The reliability test was performed at 150 ° C. for 1000 hours at a high temperature, and at 85 ° C. and a relative humidity of 85% for 100 hours.
A 0-hour moisture resistance test was performed. Under these two tests, the Hall element 1 of the present invention and the conventional Hall element 20 were tested.
Were operated, and the ratio of change from the initial value of the input / output resistance and the product sensitivity, which are the hall element characteristics, was examined and shown in Table 1.

[0032]

[Table 1]

As shown in Table 1, the Hall element 1 of the present invention
Although a small change was observed in the moisture resistance test, in both the high-temperature storage test and the moisture resistance test, a significant improvement in characteristics was obtained as compared with the conventional Hall element 20. In particular, in the high-temperature storage test, the characteristics of the conventional Hall element 20 changed significantly, whereas the characteristics of the Hall element 1 of the present invention did not show any change.

The thickness of the upper low carrier concentration layer is set to 2
In the case of 0 nm to 500 nm, a sufficient improvement effect was recognized, and it was also confirmed that a special process was not required to make ohmic contact with the conductive layer as compared with the conventional process.

As described above, in the Hall element of the present invention, the conductive layer structure of the magnetic sensing portion is formed by two or more conductive layers having different carrier concentrations formed on a semi-insulating GaAs crystal substrate.

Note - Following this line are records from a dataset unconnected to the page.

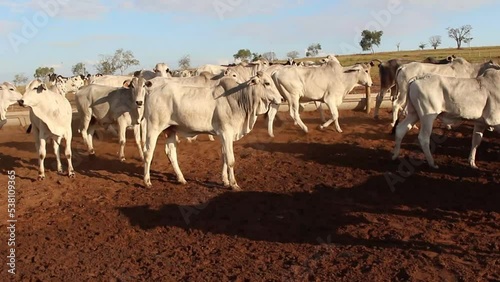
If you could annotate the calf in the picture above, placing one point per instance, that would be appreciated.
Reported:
(50, 116)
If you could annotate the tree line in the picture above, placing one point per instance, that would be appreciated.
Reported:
(122, 59)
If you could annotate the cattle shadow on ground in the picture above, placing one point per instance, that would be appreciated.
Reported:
(343, 155)
(305, 217)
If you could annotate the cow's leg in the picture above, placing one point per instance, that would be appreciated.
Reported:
(271, 115)
(84, 130)
(477, 136)
(401, 131)
(294, 105)
(228, 152)
(335, 115)
(171, 151)
(152, 134)
(41, 157)
(122, 133)
(67, 152)
(320, 110)
(225, 177)
(395, 112)
(56, 142)
(137, 136)
(424, 137)
(378, 101)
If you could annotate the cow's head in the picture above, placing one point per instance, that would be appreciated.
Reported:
(36, 92)
(162, 69)
(138, 86)
(362, 72)
(74, 83)
(8, 96)
(234, 75)
(265, 91)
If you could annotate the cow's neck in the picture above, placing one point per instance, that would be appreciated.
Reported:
(350, 81)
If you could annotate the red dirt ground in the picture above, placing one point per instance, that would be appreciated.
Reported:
(314, 207)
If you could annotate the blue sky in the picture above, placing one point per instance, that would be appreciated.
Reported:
(61, 33)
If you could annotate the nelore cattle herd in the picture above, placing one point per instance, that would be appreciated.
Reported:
(225, 101)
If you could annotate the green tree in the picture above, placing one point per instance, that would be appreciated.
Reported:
(270, 56)
(185, 62)
(121, 61)
(435, 41)
(243, 54)
(370, 38)
(79, 69)
(460, 34)
(313, 50)
(20, 79)
(42, 72)
(105, 65)
(293, 54)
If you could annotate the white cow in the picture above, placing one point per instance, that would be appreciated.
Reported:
(228, 110)
(8, 96)
(105, 106)
(213, 69)
(458, 68)
(160, 70)
(50, 116)
(112, 80)
(329, 84)
(430, 96)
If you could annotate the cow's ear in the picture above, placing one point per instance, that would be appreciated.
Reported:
(42, 87)
(254, 81)
(127, 83)
(351, 70)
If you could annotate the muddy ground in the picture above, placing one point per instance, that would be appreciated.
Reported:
(318, 207)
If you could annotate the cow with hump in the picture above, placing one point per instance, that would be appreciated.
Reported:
(450, 98)
(459, 68)
(328, 84)
(8, 96)
(228, 110)
(101, 105)
(50, 116)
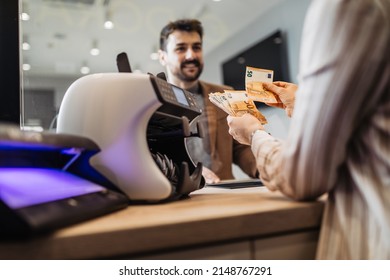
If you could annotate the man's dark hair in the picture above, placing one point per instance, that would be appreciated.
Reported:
(188, 25)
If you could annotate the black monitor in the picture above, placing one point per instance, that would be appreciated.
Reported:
(9, 66)
(269, 53)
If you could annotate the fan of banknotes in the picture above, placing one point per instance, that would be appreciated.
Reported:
(239, 102)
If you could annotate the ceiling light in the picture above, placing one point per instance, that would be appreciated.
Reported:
(24, 15)
(108, 24)
(154, 56)
(26, 66)
(94, 50)
(85, 69)
(25, 45)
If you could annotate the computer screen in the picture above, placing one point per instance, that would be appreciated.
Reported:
(269, 53)
(9, 66)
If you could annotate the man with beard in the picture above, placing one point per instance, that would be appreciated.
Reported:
(181, 54)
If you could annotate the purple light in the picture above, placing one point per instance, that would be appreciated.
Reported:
(22, 187)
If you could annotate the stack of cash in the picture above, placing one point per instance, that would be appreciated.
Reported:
(236, 103)
(254, 79)
(239, 102)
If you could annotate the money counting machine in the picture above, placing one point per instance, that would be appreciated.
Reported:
(139, 122)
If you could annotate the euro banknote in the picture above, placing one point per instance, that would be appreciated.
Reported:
(236, 103)
(254, 80)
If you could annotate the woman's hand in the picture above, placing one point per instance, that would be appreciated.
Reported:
(286, 93)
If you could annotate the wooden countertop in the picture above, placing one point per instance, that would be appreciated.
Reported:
(208, 216)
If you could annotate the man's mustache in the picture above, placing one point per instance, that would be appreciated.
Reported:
(194, 62)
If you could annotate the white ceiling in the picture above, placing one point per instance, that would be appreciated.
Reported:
(61, 32)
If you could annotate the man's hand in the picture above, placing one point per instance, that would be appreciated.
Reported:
(285, 92)
(241, 128)
(210, 176)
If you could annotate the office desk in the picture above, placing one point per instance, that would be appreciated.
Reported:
(213, 223)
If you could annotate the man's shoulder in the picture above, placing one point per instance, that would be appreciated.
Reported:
(210, 87)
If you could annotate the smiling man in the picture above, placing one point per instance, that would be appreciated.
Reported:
(181, 53)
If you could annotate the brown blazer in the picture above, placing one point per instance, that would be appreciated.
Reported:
(224, 149)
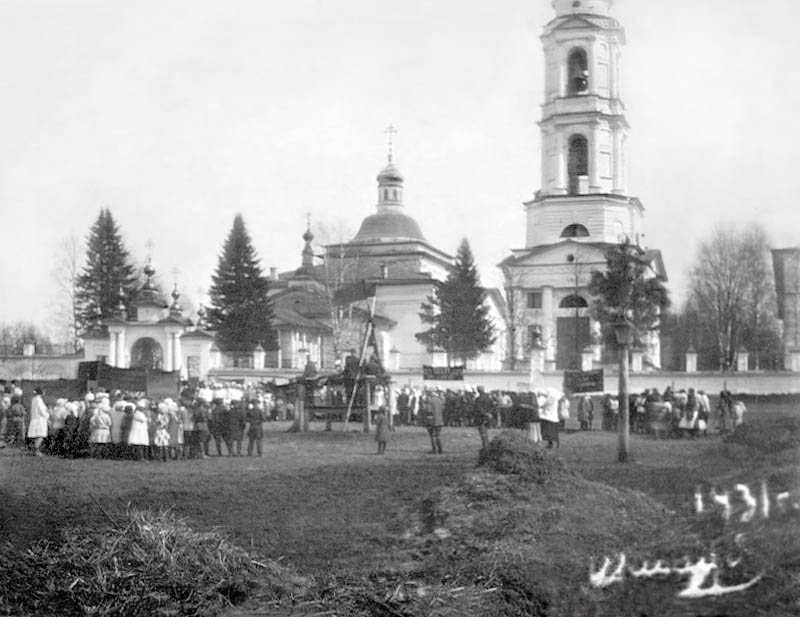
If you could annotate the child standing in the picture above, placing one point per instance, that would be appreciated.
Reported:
(381, 429)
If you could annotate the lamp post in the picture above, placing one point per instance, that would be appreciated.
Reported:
(622, 333)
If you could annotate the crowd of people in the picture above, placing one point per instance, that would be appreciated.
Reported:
(217, 417)
(686, 413)
(125, 425)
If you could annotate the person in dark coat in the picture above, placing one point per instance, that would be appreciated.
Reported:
(236, 418)
(202, 435)
(256, 416)
(483, 414)
(219, 425)
(432, 406)
(351, 371)
(15, 422)
(381, 429)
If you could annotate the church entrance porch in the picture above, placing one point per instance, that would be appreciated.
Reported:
(147, 353)
(573, 335)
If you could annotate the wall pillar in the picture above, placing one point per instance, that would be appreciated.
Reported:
(112, 348)
(794, 360)
(587, 359)
(742, 361)
(594, 159)
(548, 327)
(121, 350)
(560, 163)
(637, 359)
(168, 353)
(691, 361)
(176, 352)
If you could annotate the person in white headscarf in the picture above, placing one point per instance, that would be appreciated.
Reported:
(548, 414)
(100, 434)
(40, 415)
(139, 438)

Can form a lower conductive layer in which carriers are substantially present, at a position deeper than the GaAs crystal surface, and reduce fluctuations in carrier concentration due to fluctuations in surface potential and stress generated on the surface. can do.

For this reason, the input / output resistance, the product sensitivity, and the like can be stabilized for a long period of time, and the device can be used as a main component of an electric measurement device for measuring current, power, and the like.

[0037]

As is apparent from the above description,
According to the present invention, the following excellent effects are exhibited.

(1) Hall element characteristics such as input / output resistance and product sensitivity can be stabilized with high accuracy over a long period of time.

(2) It can be used as a main component of an electric measuring device for measuring current, electric power, etc.

[Brief description of the drawings]

FIG. 1 is a plan view showing a preferred embodiment of the present invention and a cross section taken along the line XX.

FIG. 2 is a plan view of a conventional Hall element and a cross section taken along line YY.

[Explanation of symbols]

 DESCRIPTION OF SYMBOLS 1 Hall element 2 GaAs crystal substrate 3 Lower conductive layer 4 Upper conductive layer 5 Insulating layer 6 Electrode part

Claims (4)

[Claims] In a Hall element having a magnetically sensitive portion formed on a semi-insulating GaAs crystal substrate, a conductive layer structure of the magnetically sensitive portion is formed by two or more layers formed on a semi-insulating GaAs crystal substrate and having different carrier concentrations. Wherein the carrier concentration of the upper conductive layer is lower than the carrier concentration of the lower conductive layer. 2. The carrier concentration of the upper conductive layer is 5 × 10 ¹⁵ / cm ³ to 1 × 10 ¹⁷ / cm ³ for n-type,
The carrier concentration of the lower conductive layer is 1 × 10 ¹⁶ /
2. The Hall element according to claim 1, wherein the Hall element has a density of cm ^{3 to} 5 × 10 ¹⁷ / cm ³ . 3. The thickness of the upper conductive layer is 20 nm to 500 nm.
The Hall element according to claim 1, wherein the diameter is in nm. 4. The sheet resistance of the conductive layer is 200Ω or less at room temperature.
The Hall element according to claim 1, wherein the Hall element has a resistance of 3 kΩ.